To complicate matters further, there's also a couple of options to freeze the OCR/text extraction and/or all background processes. Suffice to say those options (in the Qiqqa Tools menu and Qiqqa Configuration window) are not active unless the user has activated them (e.g. a developer or power user testing Qiqqa or importing a large set of documents). The use of these options is out of scope.
Ok, so in the same context, my observation is that for most of the time, I am not utilizing the PC resources (I have i3 8th Gen CPU with 12 GB DDR4 RAM). And yet the background process does not kick in. What is Qiqqa waiting for??
Note that in many cases, the laptop would go to sleep mode automatically after x minutes of no action. So Qiqqa must make maximum use of the available time.
In fact, Qiqqa should also have the feature to prevent the laptop from going to sleep, so that these pending activities can be finished ASAP.
One more aspect is that when a file has some pages recognized with one pass, then the user should have access to those OCRed pages.
IIINW Qiqqa does not come back to those pages when the second process is working, right?
In theory, you should have access to those pages. In actual practice though... YMMV.
Qiqqa is, for the most part (waving my hands there), coded with on demand fetching of the OCR text (= "textified" = ocr cache), but quite a few actions trigger other bits, which then in turn "on demand" other bits, so sometimes it's a bit of a mess really what gets fetched and required when and by whom precisely. The text search index background update process and others are further complicating matters there, so I stick with my YMMV position until the entire document has been processed entirely.
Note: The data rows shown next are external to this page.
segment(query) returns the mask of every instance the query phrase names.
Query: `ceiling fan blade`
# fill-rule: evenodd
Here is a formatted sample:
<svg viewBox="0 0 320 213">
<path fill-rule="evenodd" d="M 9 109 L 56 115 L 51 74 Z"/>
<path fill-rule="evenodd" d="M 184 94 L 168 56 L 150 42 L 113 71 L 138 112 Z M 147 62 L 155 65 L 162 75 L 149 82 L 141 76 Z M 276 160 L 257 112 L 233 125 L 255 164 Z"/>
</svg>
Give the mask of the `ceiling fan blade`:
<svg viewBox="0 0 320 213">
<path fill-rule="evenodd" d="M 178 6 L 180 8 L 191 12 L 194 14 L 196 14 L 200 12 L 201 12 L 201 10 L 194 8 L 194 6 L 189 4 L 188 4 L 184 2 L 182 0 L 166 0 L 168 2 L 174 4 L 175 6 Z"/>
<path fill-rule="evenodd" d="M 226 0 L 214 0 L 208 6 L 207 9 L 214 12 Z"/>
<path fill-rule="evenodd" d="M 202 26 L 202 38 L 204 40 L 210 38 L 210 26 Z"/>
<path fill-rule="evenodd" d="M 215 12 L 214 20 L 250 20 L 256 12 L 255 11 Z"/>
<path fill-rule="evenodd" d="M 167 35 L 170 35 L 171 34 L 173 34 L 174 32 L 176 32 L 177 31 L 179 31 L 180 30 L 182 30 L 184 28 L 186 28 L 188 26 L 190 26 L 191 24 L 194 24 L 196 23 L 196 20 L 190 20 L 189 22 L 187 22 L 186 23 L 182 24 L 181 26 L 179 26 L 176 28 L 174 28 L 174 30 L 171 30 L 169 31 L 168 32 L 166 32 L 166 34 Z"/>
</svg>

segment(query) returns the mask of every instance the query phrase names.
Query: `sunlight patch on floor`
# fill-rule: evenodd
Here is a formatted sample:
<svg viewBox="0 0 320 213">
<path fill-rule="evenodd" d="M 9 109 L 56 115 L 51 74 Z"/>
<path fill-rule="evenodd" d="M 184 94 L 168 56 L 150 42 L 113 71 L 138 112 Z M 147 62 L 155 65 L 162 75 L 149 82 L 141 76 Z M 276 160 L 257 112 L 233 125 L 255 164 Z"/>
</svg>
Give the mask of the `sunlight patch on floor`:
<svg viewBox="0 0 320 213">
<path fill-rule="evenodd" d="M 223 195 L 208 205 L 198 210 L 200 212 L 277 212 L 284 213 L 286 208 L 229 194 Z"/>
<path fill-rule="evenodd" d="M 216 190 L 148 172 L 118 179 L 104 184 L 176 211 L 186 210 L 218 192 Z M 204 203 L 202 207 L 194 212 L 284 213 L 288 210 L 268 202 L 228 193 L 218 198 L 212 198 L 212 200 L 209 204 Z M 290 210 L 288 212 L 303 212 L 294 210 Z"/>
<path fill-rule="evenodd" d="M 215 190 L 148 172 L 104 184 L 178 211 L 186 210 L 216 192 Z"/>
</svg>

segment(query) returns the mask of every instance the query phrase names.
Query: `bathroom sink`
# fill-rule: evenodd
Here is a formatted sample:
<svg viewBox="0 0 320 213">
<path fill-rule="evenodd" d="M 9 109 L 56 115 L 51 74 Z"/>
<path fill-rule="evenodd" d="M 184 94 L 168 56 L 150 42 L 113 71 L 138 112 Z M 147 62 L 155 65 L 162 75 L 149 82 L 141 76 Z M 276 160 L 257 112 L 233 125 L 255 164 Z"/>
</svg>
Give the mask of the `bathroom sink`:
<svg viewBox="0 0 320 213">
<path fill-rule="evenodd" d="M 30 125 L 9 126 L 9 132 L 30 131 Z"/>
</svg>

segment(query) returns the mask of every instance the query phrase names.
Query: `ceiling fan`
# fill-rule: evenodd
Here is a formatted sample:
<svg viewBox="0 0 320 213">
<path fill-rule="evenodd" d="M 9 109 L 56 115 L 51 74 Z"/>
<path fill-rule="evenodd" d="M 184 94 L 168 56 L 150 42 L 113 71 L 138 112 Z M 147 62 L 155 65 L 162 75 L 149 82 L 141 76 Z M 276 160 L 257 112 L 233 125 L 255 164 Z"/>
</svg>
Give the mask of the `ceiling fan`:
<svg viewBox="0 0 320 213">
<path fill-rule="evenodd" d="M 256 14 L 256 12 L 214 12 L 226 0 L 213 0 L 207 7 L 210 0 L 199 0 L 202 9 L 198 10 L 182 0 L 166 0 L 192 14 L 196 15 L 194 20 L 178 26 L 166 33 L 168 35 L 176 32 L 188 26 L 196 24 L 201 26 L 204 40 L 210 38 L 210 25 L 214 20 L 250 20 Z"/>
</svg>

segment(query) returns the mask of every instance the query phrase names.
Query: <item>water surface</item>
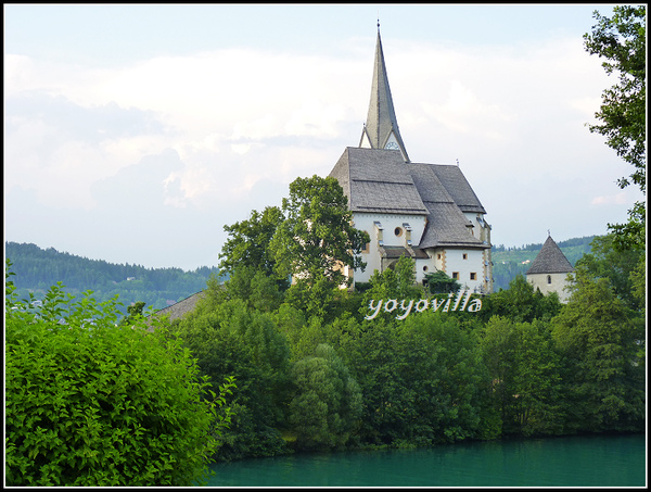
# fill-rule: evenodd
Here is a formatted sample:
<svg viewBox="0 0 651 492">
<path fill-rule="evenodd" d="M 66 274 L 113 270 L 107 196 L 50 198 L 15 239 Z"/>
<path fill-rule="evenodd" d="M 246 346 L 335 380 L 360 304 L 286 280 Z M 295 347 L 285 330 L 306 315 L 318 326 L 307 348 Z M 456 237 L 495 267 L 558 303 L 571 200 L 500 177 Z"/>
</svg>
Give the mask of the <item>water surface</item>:
<svg viewBox="0 0 651 492">
<path fill-rule="evenodd" d="M 644 487 L 646 437 L 457 443 L 215 464 L 209 487 Z"/>
</svg>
Anyhow, that's the long and round-about way of saying this: Qiqqa does not fit in my brain in its entirety hence I tend to work with a couple of minimized assumptions which are strongly adjusted for "playing it safe". Guess that shrinking headroom is the devil in the detail of getting old. ๐
On topic: I seem to recall that the Lucene text search database update process (running in the background) did revisit previously visited documents. And there was that bit I cannot recall, dang!...
[Insert possibly-maybe body shake here. Sorry, you'll have to deal with my inaccuracies, alas. :wink:]
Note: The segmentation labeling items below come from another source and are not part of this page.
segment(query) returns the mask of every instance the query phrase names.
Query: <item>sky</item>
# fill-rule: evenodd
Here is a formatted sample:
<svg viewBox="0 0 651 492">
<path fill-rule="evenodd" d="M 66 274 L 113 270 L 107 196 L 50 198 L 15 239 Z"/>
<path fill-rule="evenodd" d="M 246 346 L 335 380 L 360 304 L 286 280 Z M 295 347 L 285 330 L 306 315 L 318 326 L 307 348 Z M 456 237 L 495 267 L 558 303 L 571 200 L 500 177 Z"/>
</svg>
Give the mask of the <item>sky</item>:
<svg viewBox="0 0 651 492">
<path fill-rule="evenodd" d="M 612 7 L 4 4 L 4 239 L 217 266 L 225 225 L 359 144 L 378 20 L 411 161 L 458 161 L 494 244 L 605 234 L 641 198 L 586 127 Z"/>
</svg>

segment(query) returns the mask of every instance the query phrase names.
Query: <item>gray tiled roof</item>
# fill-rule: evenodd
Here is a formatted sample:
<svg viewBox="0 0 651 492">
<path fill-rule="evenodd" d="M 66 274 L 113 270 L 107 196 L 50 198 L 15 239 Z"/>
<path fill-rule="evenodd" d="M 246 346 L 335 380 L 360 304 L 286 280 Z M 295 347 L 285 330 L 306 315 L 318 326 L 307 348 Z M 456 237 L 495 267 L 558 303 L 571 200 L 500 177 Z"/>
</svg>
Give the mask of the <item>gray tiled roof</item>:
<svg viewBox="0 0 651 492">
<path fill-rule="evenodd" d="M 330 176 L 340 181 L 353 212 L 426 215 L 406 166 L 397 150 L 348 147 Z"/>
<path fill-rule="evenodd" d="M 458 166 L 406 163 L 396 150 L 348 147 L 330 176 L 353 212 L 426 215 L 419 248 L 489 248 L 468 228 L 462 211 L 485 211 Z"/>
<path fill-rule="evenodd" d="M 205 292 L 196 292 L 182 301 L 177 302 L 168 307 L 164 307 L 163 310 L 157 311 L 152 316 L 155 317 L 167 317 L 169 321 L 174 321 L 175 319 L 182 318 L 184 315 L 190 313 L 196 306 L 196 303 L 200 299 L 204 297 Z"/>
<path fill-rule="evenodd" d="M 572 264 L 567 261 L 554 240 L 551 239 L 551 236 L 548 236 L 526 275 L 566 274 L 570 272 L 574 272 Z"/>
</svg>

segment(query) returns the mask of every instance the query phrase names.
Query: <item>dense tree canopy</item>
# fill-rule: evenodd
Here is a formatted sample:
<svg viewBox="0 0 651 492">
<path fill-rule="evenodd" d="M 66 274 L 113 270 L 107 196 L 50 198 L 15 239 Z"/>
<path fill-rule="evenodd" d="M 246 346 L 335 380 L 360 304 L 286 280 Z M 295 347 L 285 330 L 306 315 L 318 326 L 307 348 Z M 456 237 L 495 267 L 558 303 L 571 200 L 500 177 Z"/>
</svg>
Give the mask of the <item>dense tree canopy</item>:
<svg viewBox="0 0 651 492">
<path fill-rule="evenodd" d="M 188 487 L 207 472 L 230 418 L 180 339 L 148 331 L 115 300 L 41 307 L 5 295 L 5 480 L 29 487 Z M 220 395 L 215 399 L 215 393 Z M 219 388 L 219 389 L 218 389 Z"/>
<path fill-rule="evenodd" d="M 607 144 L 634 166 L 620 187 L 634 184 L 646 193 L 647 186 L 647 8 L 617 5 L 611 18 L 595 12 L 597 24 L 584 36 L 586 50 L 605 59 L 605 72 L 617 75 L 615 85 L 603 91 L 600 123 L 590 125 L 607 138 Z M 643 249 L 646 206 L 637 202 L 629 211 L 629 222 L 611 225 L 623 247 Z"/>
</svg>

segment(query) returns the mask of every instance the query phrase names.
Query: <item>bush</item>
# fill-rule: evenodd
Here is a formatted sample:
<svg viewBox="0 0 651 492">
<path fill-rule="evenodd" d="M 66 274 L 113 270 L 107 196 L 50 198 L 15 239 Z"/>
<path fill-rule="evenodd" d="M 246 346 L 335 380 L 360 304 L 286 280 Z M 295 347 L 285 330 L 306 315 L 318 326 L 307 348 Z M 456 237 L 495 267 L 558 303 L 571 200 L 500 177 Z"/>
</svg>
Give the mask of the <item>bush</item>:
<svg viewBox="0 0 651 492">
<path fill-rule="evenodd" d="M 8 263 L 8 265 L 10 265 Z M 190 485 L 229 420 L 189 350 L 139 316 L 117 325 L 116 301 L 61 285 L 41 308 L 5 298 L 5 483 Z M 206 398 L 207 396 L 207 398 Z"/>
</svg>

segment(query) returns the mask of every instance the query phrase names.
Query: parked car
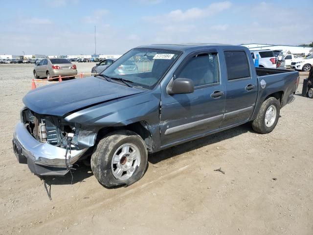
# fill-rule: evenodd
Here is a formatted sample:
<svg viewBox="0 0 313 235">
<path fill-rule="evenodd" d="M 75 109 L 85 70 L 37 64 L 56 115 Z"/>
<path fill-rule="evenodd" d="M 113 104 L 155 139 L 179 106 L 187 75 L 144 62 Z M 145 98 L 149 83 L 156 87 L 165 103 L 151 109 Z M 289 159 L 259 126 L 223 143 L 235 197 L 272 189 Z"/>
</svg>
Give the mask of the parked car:
<svg viewBox="0 0 313 235">
<path fill-rule="evenodd" d="M 79 63 L 85 63 L 87 62 L 87 60 L 84 58 L 80 58 L 77 60 L 77 62 Z"/>
<path fill-rule="evenodd" d="M 10 64 L 10 59 L 3 59 L 2 61 L 2 64 Z"/>
<path fill-rule="evenodd" d="M 276 69 L 276 58 L 272 50 L 251 50 L 251 54 L 253 61 L 256 59 L 257 55 L 259 55 L 259 67 Z"/>
<path fill-rule="evenodd" d="M 16 59 L 10 59 L 10 64 L 16 64 L 17 63 L 17 60 Z"/>
<path fill-rule="evenodd" d="M 154 55 L 148 71 L 119 73 L 147 54 Z M 42 178 L 64 175 L 92 152 L 99 182 L 128 186 L 144 174 L 148 152 L 246 122 L 271 132 L 299 81 L 296 71 L 255 68 L 244 47 L 139 47 L 97 76 L 29 92 L 13 149 Z"/>
<path fill-rule="evenodd" d="M 282 50 L 273 50 L 276 60 L 276 68 L 280 70 L 286 70 L 285 59 Z"/>
<path fill-rule="evenodd" d="M 108 59 L 96 64 L 96 66 L 91 69 L 91 73 L 100 73 L 108 66 L 112 65 L 116 59 Z"/>
<path fill-rule="evenodd" d="M 292 54 L 285 55 L 284 56 L 284 58 L 285 61 L 286 67 L 287 68 L 290 68 L 292 62 L 299 61 L 301 59 L 302 59 L 301 57 L 299 57 L 296 55 L 294 55 Z"/>
<path fill-rule="evenodd" d="M 35 78 L 46 77 L 48 80 L 59 75 L 72 76 L 77 75 L 76 66 L 67 59 L 44 59 L 35 66 L 33 71 Z"/>
<path fill-rule="evenodd" d="M 291 62 L 291 68 L 296 70 L 308 72 L 313 66 L 313 55 L 309 55 L 305 59 L 301 59 L 296 62 Z"/>
</svg>

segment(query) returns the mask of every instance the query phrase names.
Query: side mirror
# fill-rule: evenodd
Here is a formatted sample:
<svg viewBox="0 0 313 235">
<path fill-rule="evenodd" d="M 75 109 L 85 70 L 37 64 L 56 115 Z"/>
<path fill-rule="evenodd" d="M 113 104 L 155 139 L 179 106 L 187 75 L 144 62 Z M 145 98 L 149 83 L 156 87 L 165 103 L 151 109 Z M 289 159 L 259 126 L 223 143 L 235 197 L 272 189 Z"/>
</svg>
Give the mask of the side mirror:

If you are willing to make a debug version to trace out this noodle logic, I am willing to experiment with various test cases. I am rather good at that!
So I noticed. ๐
BTW: also note that Qiqqa produces a logfile, which contains lots of dev/trace info, at
C:\Users\Ger\AppData\Local\Quantisle\Qiqqa\Logs\
where Users\Ger\ should be replaced by your own user path to Windows AppData.
And the noodle logic you refer to is deciphered by me using code review and (sometimes) debugging. Not all of the interactions in there are obvious, as quite a bit of it is due to UI panels being updated, which then trigger other UI updates. Anyway, signing off in a bit. Thanks again for all your input.
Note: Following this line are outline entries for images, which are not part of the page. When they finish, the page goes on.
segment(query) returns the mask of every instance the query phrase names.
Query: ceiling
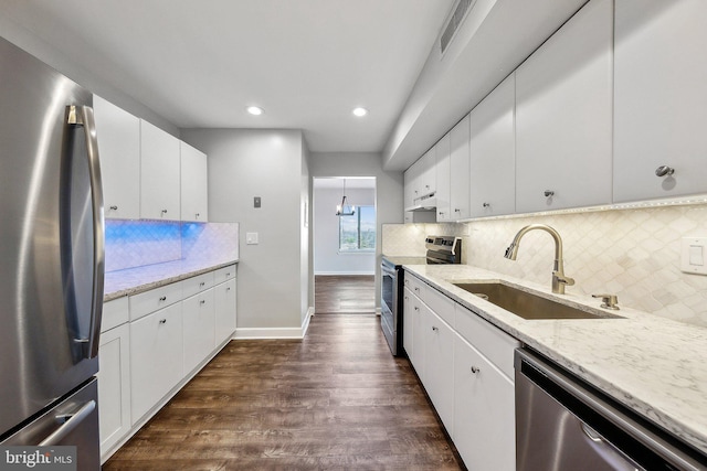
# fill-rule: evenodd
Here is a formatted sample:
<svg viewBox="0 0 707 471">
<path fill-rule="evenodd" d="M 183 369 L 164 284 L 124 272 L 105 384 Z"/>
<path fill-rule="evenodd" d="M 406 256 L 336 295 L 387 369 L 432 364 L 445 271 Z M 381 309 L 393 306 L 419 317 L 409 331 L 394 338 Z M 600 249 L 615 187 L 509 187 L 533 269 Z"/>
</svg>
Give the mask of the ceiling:
<svg viewBox="0 0 707 471">
<path fill-rule="evenodd" d="M 0 13 L 179 128 L 295 128 L 314 152 L 380 152 L 453 3 L 2 0 Z"/>
</svg>

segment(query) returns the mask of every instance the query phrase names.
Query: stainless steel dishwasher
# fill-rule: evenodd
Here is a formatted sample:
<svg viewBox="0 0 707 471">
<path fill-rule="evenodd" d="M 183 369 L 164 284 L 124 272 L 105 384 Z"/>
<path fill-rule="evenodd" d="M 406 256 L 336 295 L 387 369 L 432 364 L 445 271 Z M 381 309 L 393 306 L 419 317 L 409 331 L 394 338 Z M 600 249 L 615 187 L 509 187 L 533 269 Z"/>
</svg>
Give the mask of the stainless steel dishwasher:
<svg viewBox="0 0 707 471">
<path fill-rule="evenodd" d="M 527 350 L 516 350 L 517 471 L 705 470 L 707 457 Z"/>
</svg>

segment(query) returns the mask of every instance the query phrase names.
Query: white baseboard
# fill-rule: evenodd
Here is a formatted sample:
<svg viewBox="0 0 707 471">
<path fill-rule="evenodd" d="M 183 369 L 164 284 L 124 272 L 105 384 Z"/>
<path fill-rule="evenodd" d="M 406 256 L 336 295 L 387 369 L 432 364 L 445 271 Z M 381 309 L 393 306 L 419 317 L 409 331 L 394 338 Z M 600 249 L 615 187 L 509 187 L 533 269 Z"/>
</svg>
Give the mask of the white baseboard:
<svg viewBox="0 0 707 471">
<path fill-rule="evenodd" d="M 307 309 L 307 314 L 298 328 L 238 328 L 235 340 L 255 339 L 304 339 L 309 329 L 309 319 L 314 315 L 314 307 Z"/>
<path fill-rule="evenodd" d="M 376 271 L 317 271 L 314 274 L 315 277 L 346 277 L 346 276 L 374 276 Z"/>
</svg>

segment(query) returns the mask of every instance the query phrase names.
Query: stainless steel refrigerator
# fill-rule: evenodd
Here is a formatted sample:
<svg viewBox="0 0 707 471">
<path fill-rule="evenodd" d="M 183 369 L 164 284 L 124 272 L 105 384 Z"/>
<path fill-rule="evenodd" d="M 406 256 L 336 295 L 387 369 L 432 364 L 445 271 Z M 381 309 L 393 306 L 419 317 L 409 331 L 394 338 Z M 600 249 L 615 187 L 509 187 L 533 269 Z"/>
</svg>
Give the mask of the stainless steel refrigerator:
<svg viewBox="0 0 707 471">
<path fill-rule="evenodd" d="M 104 217 L 92 104 L 0 38 L 0 443 L 76 446 L 80 470 L 101 468 Z"/>
</svg>

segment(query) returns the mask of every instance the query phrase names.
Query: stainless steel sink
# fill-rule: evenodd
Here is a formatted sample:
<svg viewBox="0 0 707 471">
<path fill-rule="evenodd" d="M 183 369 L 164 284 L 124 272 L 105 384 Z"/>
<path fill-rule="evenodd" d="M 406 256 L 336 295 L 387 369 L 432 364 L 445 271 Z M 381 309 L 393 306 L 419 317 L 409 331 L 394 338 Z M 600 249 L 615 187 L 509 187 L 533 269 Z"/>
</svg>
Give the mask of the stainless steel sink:
<svg viewBox="0 0 707 471">
<path fill-rule="evenodd" d="M 599 310 L 597 313 L 582 311 L 497 281 L 453 285 L 523 319 L 623 319 Z"/>
</svg>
(And I'm curious about that huge PDF that caused the crash. My biggest is a 500MB monster scan of an old 1948 electronics book, but I didn't get a crash out of that one lately.)
Mine is just 88 MB. But it has badly scanned pages and a mix of Hindi+English. I have posted the link to your email ID, but could you please add it to the "evil pdf" collection? (It is a publicly shared file anyway.) Thanks!
I have a court order as a pdf file. It has machine-searchable text (as opposed to scanned images). I can open the file in Foxit pdf Reader and annotate the text (apply highlighter, add callouts and text boxes, etc.)
But Qiqqa does not allow me to select text from it with the Select text tool.
I checked the security settings of the file, and they seem to be OK:
If you would like to have this file for experimentation, please let me know.